The last few years, we've seen a wave of movies expanding upon their original length in massive directors' cuts. Every part of the Lord of the Rings trilogy gets a half-hour or more of footage restored. Ditto for Apocalypse Now, Once Upon A Time In America, Alien 3, and plenty of others. Although many movies should be shorter than what they are, some get cut too much before they hit theatres.
In anime, there's rarely a cutting room floor, as it's too time-consuming and expensive to animate scenes only to delete them. Instead, scripts get chopped up in the planning stages as budgets constrict. I have to imagine that's what happened with The Humanoid, a stand-alone OVA that runs about 45 minutes. The problem with it is not that what's included is particularly bad, but that all the exposition that would make us care about the characters and make sense of the situation is gone. I can only imagine that somebody wouldn't have written the show this messily, so I go the other way and hope that the script was murdered by committee. As a two-hour movie, this might have worked. As it stands, The Humanoid is one of those shows gone totally awry, salvageable only by dreaming "if only..."
Although there's a back-story to The Humanoid explained in the opening crawl, it's not all that important. What everyone needs to know is that this lovably eccentric creator, Dr. Watson, built a robot that could learn and have emotions. His daughter Sheri is in love with a young ruffian, Eric, who makes his living hauling interstellar freight. Eric's coming to see her, but that's where things get weird. Governor Proud, the heavy of the piece, wants to find and launch some mysterious spaceship to get a princess to her homeworld, but the liftoff will likely destroy the planet. Eric's ship gets shot down, and he has to work his way back to Sheri's arms. Then they have to survive Proud's plans, teach the robot Antoinette how to love, and generally avoid mass havoc.

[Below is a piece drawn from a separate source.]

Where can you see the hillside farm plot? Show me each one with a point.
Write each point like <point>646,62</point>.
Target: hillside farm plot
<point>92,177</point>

The Humanoid is pretty standard-issue in terms of animation for an 80s OVA, which means that it's not particularly great but not terrible. The designs look achingly old now, but for the time, they weren't half bad. There are also a few action sequences that look pretty decent. However, the modern fan will think this all quite quaint at best.
The problem with The Humanoid is all in its plot. Everything, and I do mean everything, happens to keep the plot going. Really, Antoinette's existence is only there to fulfill the plot requirements of the ending. Otherwise, there's no point to her character being a robot. Sure, she's supposed to learn emotion, but we rarely see it. What we do see is, again, just a plot device. Because the thing is all plot and no substance, it does mean that it moves along at a brisk clip from point A to point B. However, it's like speeding 90 miles an hour through the Arizona desert...you'll get across the state pretty quick, but you're not going to see anything interesting along the way.
The reason I think The Humanoid must have been chopped up somewhere along the production line is because the emotional reactions to major events are still there. Characters who've spent less than two minutes of screen time together seem truly attached to each other. This really works against the show because the audience has none of these same feelings. When one of the characters cried at a loss in The Humanoid, I almost laughed. It was so out of place that it ripped me right out of the narrative. The show doesn't take the time to earn the right to my emotions.
I'm really being pretty friendly with this show considering how bad it winds up being. I am probably giving it more credit than it deserves, but perhaps it's because I enjoyed the couple decent action sequences and I saw the hints of a much better story. There are plenty of mindless shows that fail miserably because they want to hit the lowest rung and miss even that. The Humanoid wants to be better than it is, which I respect. But it's a failure, and not even a brilliant one. In many ways, it reminds me of The Fifth Element (and yes, I know I'll get letters about saying that). Both have plenty of potential but squander it. Both have nice action bits that don't save the whole. Both were shows I wanted to like more than I did. That being said, we aren't talking Battlefield Earth here, but it's still one to avoid.